Eleito o homem mais rico do mundo, Elon Musk terá um grande trabalho pela frente, especialmente no tocante à Starlink, rede avançada de satélites desenvolvida pela SpaceX para fornecer acesso à internet de alta velocidade a nível global. Nos próximos meses, o bilionário, junto de seus funcionários, irá reposicionar os maquinários que estão em volta da Terra.

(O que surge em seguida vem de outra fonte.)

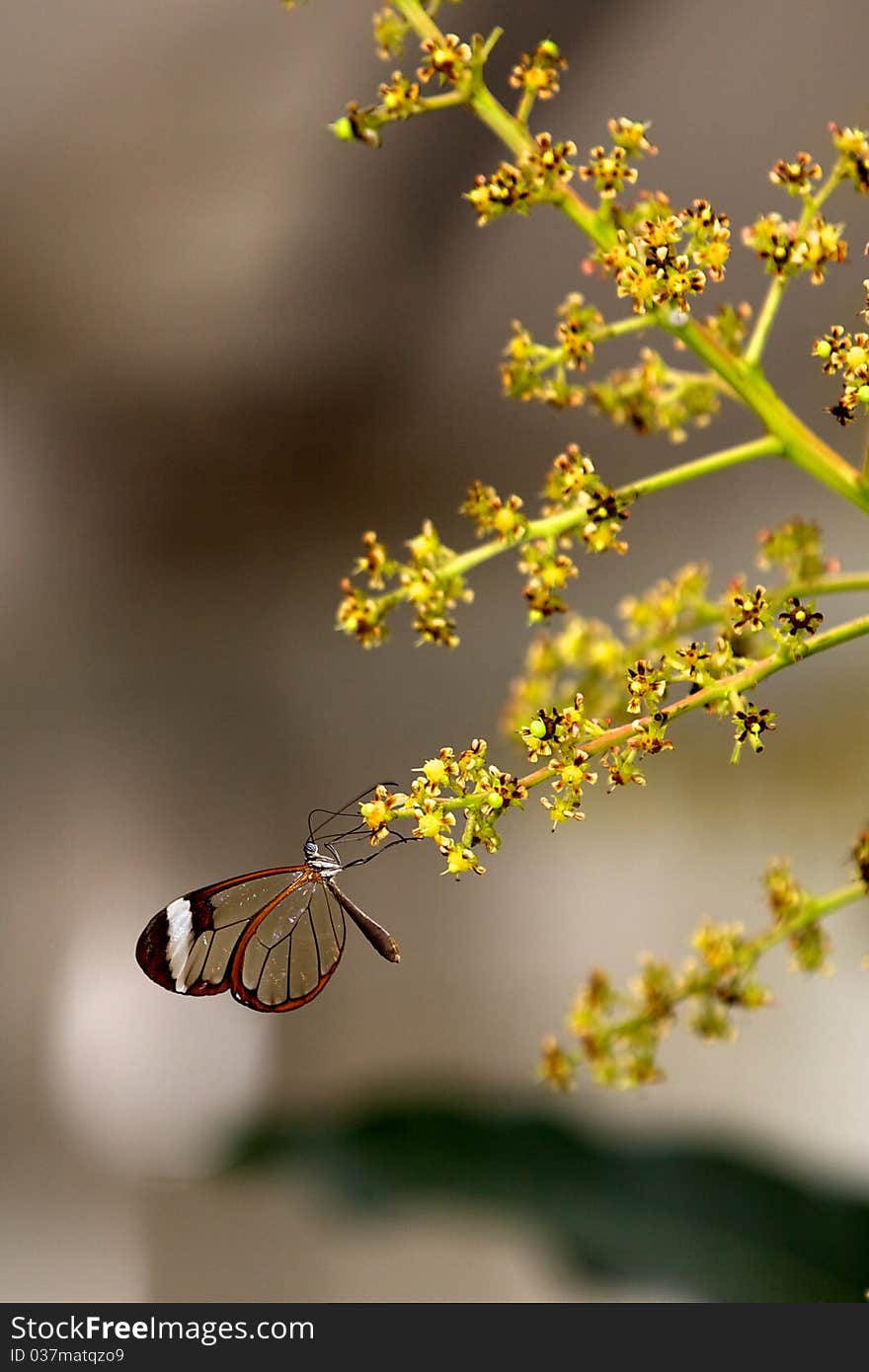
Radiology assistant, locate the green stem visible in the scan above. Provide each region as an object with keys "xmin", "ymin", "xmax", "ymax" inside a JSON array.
[
  {"xmin": 619, "ymin": 436, "xmax": 781, "ymax": 496},
  {"xmin": 662, "ymin": 320, "xmax": 869, "ymax": 513},
  {"xmin": 590, "ymin": 879, "xmax": 868, "ymax": 1047},
  {"xmin": 511, "ymin": 615, "xmax": 869, "ymax": 808},
  {"xmin": 774, "ymin": 572, "xmax": 869, "ymax": 604},
  {"xmin": 393, "ymin": 615, "xmax": 869, "ymax": 819},
  {"xmin": 743, "ymin": 169, "xmax": 841, "ymax": 366},
  {"xmin": 395, "ymin": 0, "xmax": 869, "ymax": 513},
  {"xmin": 364, "ymin": 436, "xmax": 781, "ymax": 613}
]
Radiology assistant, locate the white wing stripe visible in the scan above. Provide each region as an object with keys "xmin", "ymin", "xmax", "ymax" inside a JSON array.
[{"xmin": 166, "ymin": 896, "xmax": 194, "ymax": 991}]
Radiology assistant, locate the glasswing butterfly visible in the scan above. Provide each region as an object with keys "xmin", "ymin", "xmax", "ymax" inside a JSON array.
[{"xmin": 136, "ymin": 782, "xmax": 412, "ymax": 1011}]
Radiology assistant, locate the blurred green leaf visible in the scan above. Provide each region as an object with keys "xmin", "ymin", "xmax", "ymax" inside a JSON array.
[{"xmin": 229, "ymin": 1099, "xmax": 869, "ymax": 1302}]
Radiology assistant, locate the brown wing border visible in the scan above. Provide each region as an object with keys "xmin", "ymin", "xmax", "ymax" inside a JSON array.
[
  {"xmin": 136, "ymin": 863, "xmax": 308, "ymax": 1010},
  {"xmin": 229, "ymin": 867, "xmax": 346, "ymax": 1014}
]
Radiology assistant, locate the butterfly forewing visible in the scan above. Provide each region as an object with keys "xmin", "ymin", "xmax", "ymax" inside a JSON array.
[
  {"xmin": 232, "ymin": 876, "xmax": 345, "ymax": 1010},
  {"xmin": 136, "ymin": 866, "xmax": 345, "ymax": 1010}
]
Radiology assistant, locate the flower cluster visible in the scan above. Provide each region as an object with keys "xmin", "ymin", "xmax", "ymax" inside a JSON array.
[
  {"xmin": 359, "ymin": 786, "xmax": 408, "ymax": 847},
  {"xmin": 812, "ymin": 324, "xmax": 869, "ymax": 425},
  {"xmin": 757, "ymin": 517, "xmax": 838, "ymax": 581},
  {"xmin": 380, "ymin": 71, "xmax": 423, "ymax": 120},
  {"xmin": 731, "ymin": 584, "xmax": 770, "ymax": 634},
  {"xmin": 539, "ymin": 834, "xmax": 850, "ymax": 1091},
  {"xmin": 703, "ymin": 300, "xmax": 752, "ymax": 352},
  {"xmin": 778, "ymin": 595, "xmax": 824, "ymax": 640},
  {"xmin": 598, "ymin": 197, "xmax": 731, "ymax": 314},
  {"xmin": 408, "ymin": 738, "xmax": 527, "ymax": 877},
  {"xmin": 458, "ymin": 482, "xmax": 528, "ymax": 543},
  {"xmin": 338, "ymin": 520, "xmax": 474, "ymax": 648},
  {"xmin": 588, "ymin": 348, "xmax": 721, "ymax": 443},
  {"xmin": 510, "ymin": 38, "xmax": 567, "ymax": 100},
  {"xmin": 504, "ymin": 520, "xmax": 837, "ymax": 786},
  {"xmin": 416, "ymin": 33, "xmax": 471, "ymax": 85},
  {"xmin": 731, "ymin": 701, "xmax": 775, "ymax": 763},
  {"xmin": 580, "ymin": 118, "xmax": 658, "ymax": 200},
  {"xmin": 465, "ymin": 133, "xmax": 577, "ymax": 225},
  {"xmin": 830, "ymin": 123, "xmax": 869, "ymax": 194},
  {"xmin": 743, "ymin": 212, "xmax": 848, "ymax": 285},
  {"xmin": 769, "ymin": 152, "xmax": 823, "ymax": 196},
  {"xmin": 518, "ymin": 538, "xmax": 580, "ymax": 624},
  {"xmin": 501, "ymin": 291, "xmax": 605, "ymax": 409},
  {"xmin": 539, "ymin": 923, "xmax": 771, "ymax": 1091}
]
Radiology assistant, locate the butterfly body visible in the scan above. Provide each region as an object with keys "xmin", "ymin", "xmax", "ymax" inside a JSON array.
[{"xmin": 136, "ymin": 840, "xmax": 400, "ymax": 1011}]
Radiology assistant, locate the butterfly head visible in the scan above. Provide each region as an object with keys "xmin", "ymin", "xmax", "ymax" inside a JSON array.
[{"xmin": 305, "ymin": 838, "xmax": 344, "ymax": 877}]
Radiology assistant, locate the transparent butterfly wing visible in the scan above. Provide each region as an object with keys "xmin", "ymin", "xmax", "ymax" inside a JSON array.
[{"xmin": 136, "ymin": 866, "xmax": 345, "ymax": 1011}]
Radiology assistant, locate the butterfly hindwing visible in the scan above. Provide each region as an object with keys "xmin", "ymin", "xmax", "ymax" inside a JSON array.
[{"xmin": 136, "ymin": 866, "xmax": 345, "ymax": 1011}]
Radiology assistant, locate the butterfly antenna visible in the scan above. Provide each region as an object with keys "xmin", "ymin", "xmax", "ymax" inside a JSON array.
[
  {"xmin": 344, "ymin": 834, "xmax": 420, "ymax": 872},
  {"xmin": 307, "ymin": 781, "xmax": 398, "ymax": 838}
]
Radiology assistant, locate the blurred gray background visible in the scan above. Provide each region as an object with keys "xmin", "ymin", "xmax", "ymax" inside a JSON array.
[{"xmin": 0, "ymin": 0, "xmax": 869, "ymax": 1301}]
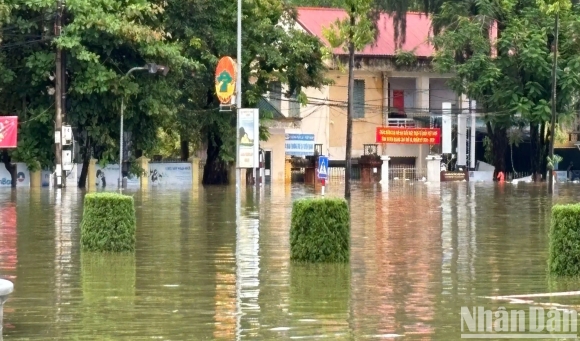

De acordo com informações repassadas pelo vice-presidente de engenharia da Starlink, Michael Nicolls, a empresa irá ajustar a órbita de todos os satélites fabricados com o aval de Musk. Sobretudo, durante o ano de 2026, eles serão movimentados até que todos, hoje posicionados a 550 km de altitude, passem a ficar a aproximadamente 480 km do nível do mar.

A empreitada não será facilitada, tendo em vista que atualmente a Starlink apresenta mais de 9 mil satélites operacionais em vários pontos orbitais. Em comunicado, Nicolls esclareceu que o mecanismo tem sido coordenado em parceria com outras empresas de satélite e com o US Space Command, órgão militar americano para questões espaciais.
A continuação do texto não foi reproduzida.